In the context of data engineering, Data Access is a generic term used to refer to general practices involving the access and management of activities related to reading, copying, or modifying data stored in a database. These databases can be either cloud data warehouses, data lakes, or local on-premise databases.

Data access can be set at different levels, allowing different users to have different roles and act in a particular manner in a database. The term “act” is used as users in a database can take actions on the data like reading, copying, and modifying, as it was mentioned above. The roles given depend on the resource type but generally involve users with administrative rights within a specific context that can authorize actions to other users. For example, administrative users can create new users with limited permissions to act in a particular database or portion of the data. In the same way, certain levels of administrative users can grant administrative permissions to other users.

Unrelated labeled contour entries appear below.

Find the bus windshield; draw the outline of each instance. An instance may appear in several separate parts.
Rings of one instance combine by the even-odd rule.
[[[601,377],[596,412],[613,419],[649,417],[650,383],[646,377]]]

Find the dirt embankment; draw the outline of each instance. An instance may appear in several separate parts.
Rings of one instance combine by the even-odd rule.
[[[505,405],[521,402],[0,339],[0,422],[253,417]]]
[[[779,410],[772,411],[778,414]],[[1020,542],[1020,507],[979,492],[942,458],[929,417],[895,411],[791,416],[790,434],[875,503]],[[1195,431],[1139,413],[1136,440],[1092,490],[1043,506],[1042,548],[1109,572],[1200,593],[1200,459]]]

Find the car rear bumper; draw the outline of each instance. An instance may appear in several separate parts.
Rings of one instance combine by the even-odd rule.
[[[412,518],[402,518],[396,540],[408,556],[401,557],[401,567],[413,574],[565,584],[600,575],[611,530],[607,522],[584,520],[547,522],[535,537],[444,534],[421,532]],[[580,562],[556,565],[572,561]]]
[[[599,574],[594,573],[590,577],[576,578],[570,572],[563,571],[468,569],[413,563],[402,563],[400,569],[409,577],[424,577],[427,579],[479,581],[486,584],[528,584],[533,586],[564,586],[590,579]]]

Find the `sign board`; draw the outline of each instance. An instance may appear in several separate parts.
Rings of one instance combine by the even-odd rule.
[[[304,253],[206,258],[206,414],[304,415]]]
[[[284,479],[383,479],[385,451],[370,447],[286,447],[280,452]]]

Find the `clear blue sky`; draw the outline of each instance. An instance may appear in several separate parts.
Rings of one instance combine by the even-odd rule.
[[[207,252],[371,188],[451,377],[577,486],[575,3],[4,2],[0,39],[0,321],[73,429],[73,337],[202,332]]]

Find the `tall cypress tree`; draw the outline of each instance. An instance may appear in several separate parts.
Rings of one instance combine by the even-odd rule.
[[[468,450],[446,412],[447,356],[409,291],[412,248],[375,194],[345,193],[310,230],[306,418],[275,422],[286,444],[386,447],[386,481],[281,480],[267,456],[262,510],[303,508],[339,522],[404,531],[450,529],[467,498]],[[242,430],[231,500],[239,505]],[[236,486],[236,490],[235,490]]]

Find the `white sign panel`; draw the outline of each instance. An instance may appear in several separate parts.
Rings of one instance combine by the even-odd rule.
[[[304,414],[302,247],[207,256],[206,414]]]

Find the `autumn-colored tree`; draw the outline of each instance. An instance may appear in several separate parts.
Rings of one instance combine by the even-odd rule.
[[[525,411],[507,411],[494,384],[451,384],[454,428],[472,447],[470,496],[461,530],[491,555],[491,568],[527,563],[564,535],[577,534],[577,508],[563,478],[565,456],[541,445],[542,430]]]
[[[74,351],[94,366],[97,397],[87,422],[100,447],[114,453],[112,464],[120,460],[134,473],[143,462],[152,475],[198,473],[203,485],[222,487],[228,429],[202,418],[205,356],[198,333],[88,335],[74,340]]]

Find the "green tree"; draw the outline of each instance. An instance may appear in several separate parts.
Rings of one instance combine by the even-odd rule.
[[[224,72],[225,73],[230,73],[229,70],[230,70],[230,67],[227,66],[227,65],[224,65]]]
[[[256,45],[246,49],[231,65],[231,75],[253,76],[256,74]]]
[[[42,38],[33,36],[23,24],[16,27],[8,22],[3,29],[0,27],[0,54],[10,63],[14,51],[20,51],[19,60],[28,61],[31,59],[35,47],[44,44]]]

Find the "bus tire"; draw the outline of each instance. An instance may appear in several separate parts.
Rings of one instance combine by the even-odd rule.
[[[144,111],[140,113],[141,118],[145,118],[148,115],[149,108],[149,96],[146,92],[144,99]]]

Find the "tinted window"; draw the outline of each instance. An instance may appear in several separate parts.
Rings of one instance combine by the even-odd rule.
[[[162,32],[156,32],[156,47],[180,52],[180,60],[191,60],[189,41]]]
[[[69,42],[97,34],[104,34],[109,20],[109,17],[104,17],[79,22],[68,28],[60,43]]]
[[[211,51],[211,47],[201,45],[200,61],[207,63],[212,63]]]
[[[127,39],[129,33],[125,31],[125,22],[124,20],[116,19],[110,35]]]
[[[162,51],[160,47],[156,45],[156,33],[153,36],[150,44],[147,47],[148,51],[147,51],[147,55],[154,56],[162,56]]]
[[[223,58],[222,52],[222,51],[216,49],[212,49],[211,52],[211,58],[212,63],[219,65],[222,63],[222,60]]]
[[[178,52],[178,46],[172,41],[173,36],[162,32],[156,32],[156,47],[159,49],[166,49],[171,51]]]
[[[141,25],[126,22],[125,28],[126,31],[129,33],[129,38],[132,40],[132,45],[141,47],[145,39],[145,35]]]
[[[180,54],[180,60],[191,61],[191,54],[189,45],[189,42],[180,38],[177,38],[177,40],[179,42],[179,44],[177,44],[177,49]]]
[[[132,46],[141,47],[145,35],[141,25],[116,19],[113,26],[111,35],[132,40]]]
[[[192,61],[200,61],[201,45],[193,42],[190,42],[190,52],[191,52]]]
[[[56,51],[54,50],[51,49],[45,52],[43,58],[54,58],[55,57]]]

Regulations of general Data Governance practices force most organizations to enforce specific policies of data access. These policies frequently involve giving administrative rights according to the functional role of the users and the particular data repository. The practices applied also depend on the nature of the data. Certain departments within a company will have different access permissions over different sets of data. Also, the specific policy applied will depend on data sensitivity and might require additional treatment like encryption, row-level security, or data masking

Modern data repositories like data lakes may provide fine-grained IAM policies that define clear roles and give the user several levels of permissions to each of the resources. In data warehouses, the data access policy can be applied by using user management policies, security policies enforced through Row-Level-Security measures, or by encrypting portions of data to be seen only by a subset of users with the use of Column-Level-Security.

Efficient data governance programs within companies and organizations should define a clear set of policies according to the nature of the data and each user’s role to ensure the proper use of the data and minimize possible security and legal risks. Moreover, regulations on the use and management of user data require specific Data Access policies to be applied, depending on the nature of the data and business activity.